Biologist creates digital media to support estuary conservation Meet Jake Krauss

Jake Krauss

By creating digital media, Jake Krauss is bridging the gap between conservation and the general public. (Photo Credit: Tina Berles) 

Jake Krauss is a biologist with a passion for communications. He always loved animals, and as an undergraduate of ecology and evolutionary biology he volunteered for an expedition to Madagascar with a Ph.D. student. Tropical biomes quickly became one of his favorite subjects. Later, after a teaching assistant in one of his classes left to host a science television show, Krauss realized how much the prospect of sharing science with the world excited him. Then, he earned his master’s degree in tropical biodiversity and ecosystems. 

“I seem to have followed that same trajectory, doing research for a while, traveling around and then pursuing science communication projects,” said Krauss. 

After an internship with the National Environmental Education Foundation (NEEF) Krauss joined the Oak Ridge Institute for Science and Education (ORISE) as a fellow at the Environmental Protection Agency (EPA) Office of Water (OW). Krauss is learning science communications firsthand under the mentorship of Gabrielle Minton and Emily Bender at OW. 

The EPA Research Participation Programs provide college students, recent graduates, and university faculty opportunities to participate in current environmental research in areas such as air and radiation, water quality, solid waste and emergency response. The Communications and External Engagement Staff in EPA's Office of Water supports a wide breadth of outreach activities for the office. 

His project puts a spotlight on estuaries, important ecosystems where freshwater rivers meet saltwater from the ocean. Specifically, Krauss is highlighting the 28 estuaries which compose the EPA’s National Estuary Program (NEP). To do this, Krauss created a social media campaign to increase estuary awareness. Additionally, he creates themed content for other EPA priorities, like “Coral Reef Awareness Week.” 

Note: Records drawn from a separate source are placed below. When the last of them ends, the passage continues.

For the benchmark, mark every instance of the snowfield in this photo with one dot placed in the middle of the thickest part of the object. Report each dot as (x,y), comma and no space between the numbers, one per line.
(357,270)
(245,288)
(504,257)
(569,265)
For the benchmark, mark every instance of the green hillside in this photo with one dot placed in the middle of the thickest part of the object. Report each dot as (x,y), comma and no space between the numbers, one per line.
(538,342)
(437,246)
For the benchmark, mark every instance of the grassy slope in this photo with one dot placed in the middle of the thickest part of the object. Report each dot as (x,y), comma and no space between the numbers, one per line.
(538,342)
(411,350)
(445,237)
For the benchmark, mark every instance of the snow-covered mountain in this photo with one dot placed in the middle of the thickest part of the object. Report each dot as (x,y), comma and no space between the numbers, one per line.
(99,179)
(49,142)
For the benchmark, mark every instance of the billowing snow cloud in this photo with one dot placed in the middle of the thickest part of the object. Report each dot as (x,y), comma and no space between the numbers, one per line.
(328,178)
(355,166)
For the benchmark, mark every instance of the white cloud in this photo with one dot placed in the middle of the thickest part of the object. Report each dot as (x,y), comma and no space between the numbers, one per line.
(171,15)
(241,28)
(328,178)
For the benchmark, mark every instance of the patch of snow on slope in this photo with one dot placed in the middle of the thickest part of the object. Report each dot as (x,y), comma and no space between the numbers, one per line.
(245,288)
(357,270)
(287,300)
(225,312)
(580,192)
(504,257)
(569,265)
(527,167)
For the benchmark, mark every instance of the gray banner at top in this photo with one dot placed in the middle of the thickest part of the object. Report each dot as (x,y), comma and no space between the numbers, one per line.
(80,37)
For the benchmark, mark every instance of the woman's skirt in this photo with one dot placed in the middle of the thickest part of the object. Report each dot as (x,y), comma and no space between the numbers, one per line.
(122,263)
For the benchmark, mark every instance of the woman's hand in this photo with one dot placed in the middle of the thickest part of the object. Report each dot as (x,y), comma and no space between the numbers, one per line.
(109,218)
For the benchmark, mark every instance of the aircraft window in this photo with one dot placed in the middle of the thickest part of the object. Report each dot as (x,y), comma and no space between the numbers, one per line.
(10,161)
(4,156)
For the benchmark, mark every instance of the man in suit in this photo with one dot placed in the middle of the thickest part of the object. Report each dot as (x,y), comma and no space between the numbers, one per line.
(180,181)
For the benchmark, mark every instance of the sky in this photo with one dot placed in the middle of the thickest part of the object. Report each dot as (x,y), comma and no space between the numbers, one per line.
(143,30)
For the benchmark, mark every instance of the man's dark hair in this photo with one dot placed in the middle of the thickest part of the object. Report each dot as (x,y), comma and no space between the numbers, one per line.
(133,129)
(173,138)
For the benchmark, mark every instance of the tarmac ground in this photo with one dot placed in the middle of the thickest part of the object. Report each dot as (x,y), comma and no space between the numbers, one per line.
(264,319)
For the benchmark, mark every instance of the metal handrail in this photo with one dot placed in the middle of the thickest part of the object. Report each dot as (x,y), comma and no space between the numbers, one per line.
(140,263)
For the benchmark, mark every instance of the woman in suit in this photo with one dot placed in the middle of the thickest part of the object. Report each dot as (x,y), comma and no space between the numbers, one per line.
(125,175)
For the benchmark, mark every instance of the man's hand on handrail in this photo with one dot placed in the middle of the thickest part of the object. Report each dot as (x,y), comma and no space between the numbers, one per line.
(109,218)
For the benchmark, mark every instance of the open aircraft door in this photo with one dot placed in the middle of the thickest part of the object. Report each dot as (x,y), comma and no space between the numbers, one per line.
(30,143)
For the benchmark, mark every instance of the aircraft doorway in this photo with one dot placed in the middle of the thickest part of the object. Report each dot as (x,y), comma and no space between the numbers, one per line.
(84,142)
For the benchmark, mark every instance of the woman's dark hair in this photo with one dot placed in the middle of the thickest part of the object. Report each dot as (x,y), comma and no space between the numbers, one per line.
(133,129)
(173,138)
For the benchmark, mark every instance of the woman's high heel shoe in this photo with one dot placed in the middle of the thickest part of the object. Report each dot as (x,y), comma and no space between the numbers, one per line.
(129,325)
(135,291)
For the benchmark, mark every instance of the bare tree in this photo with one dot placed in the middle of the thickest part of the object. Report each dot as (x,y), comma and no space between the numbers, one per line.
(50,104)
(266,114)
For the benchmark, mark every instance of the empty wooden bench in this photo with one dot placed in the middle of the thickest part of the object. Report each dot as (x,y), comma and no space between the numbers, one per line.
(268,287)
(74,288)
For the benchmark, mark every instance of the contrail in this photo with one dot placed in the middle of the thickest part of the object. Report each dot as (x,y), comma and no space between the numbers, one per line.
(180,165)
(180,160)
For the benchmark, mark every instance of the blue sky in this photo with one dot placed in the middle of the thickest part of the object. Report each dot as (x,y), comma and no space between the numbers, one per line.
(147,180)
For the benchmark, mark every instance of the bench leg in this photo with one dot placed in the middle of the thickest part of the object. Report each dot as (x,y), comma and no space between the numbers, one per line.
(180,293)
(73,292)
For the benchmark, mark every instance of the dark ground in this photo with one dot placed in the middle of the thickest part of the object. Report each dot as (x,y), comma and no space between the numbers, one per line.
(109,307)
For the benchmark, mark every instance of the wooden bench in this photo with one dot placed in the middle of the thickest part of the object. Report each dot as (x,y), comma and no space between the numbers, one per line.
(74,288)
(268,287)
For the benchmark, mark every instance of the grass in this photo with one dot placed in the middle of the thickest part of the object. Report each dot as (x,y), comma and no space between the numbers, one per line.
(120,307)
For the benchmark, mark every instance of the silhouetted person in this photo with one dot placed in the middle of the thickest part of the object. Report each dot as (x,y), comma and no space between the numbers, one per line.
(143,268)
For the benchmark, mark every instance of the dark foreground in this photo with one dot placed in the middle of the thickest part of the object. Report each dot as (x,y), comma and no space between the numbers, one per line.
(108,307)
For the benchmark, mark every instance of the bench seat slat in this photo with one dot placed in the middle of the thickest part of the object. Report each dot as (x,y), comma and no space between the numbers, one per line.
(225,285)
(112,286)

By creating media content, the EPA hopes to close the gap between general audiences and the importance of wetlands and estuaries, as well highlight the important part that the Office of Water plays with NEP. 

“Given the increase of climate threats, it is more important now than ever to demonstrate the value of protecting estuaries and wetlands and how EPA is essential to that work,” explained Krauss. 

Krauss spends much of his participation coming up with new ideas, developing digital content and collaborating with scientists and other communicators. One particularly unique experience he’s had is learning from a team member how to alternate between close shots and wide shots to create visual interest. He’s also learned the intricacies of different social media websites, such as using character limits to his advantage. He recently received a travel grant to attend the Science Writing Conference in Boulder, Colorado. Lastly, Krauss was a national finalist for Ignite Off 2023 with his talk about the National Estuary Program. 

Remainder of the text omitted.